もし、「誰をリーダーに据えるか」、つまり「リーダーの配置」が有事の失敗を決定づけるほどの原因であるとすれば、それは平時のうちから「有事のためのリーダー育成」を通じて選抜しておかなければ、いざ有事になってからでは勝負は決まってしまっていると言える。
平時と有事は非連続だが、有事の意思決定や行動は、あくまでも平時での長年かけた準備の積み重ねの結果である。平時に有事のリーダーシップを行っても、変人扱いやオオカミ少年扱いされるか、嫌われるくらいで済む。だが、有事に平時のリーダーシップを行ってしまうと、組織を破滅へと導いてしまいかねない。

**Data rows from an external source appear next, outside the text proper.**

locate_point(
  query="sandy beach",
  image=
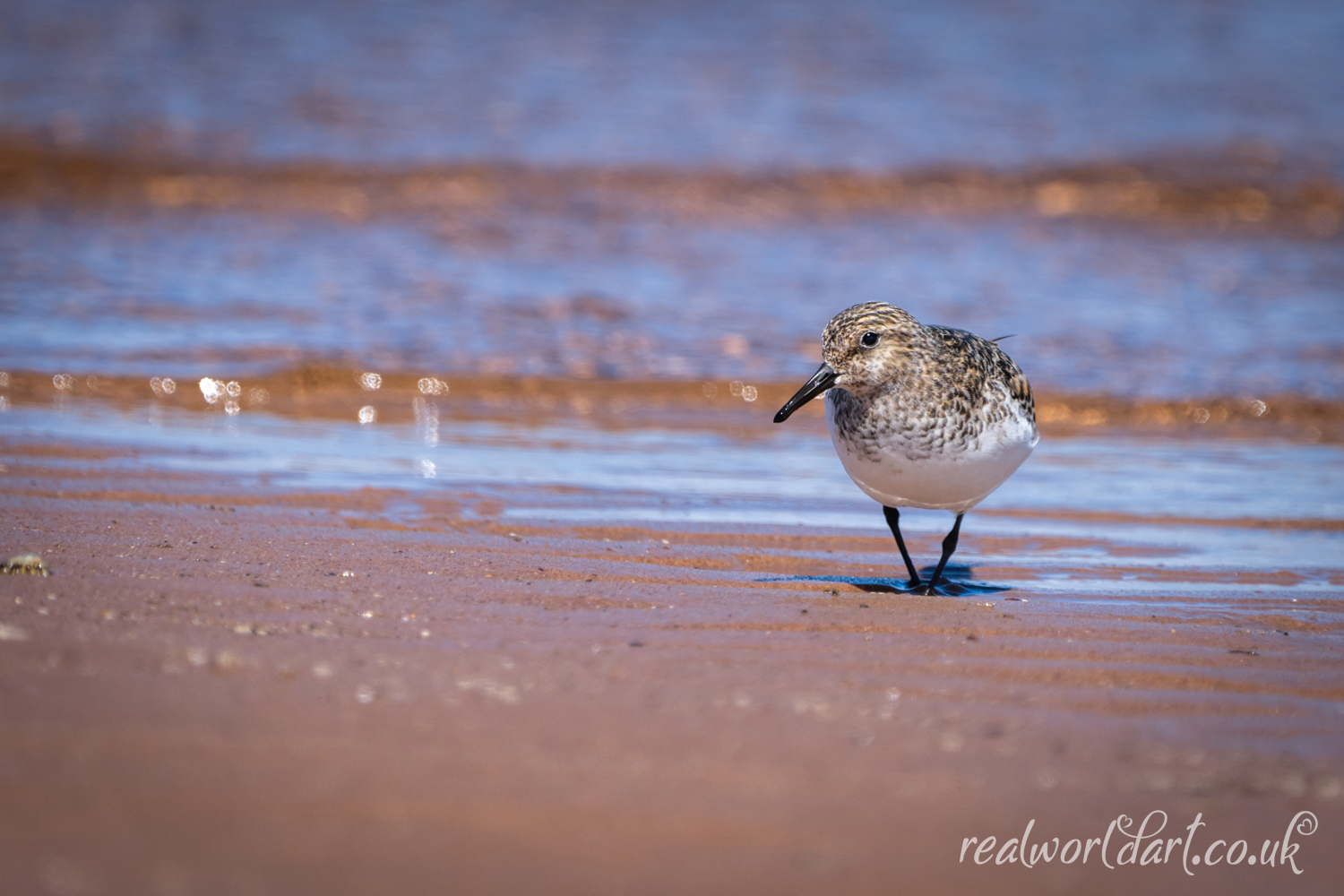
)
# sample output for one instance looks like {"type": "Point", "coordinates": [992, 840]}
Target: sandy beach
{"type": "Point", "coordinates": [228, 688]}
{"type": "Point", "coordinates": [387, 390]}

したがって、平時のうちから有事のためのリーダー育成を行いながら、非連続的に起こる有事に備えて「誰をリーダーに据えるか」が極めて重要。このように考えると、リーダーの配置を行う恐ろしさを理解せざるを得ないだろう。 ************************** 昭和天皇自身が、太平洋戦争の敗戦について4点を挙げ、その一つに「常識ある主脳者(原文ママ)の存在しなかった事。往年の山県(有朋)、大山(巌)、山本権兵衛、と云ふ様な大人物に欠け、政戦両略の不充分の点が多く(略)」と『昭和天皇独白録』で明かしているほどだ。確かに天皇の胸中を理解できる人材がいなかったことが、太平洋戦争時には明白であった。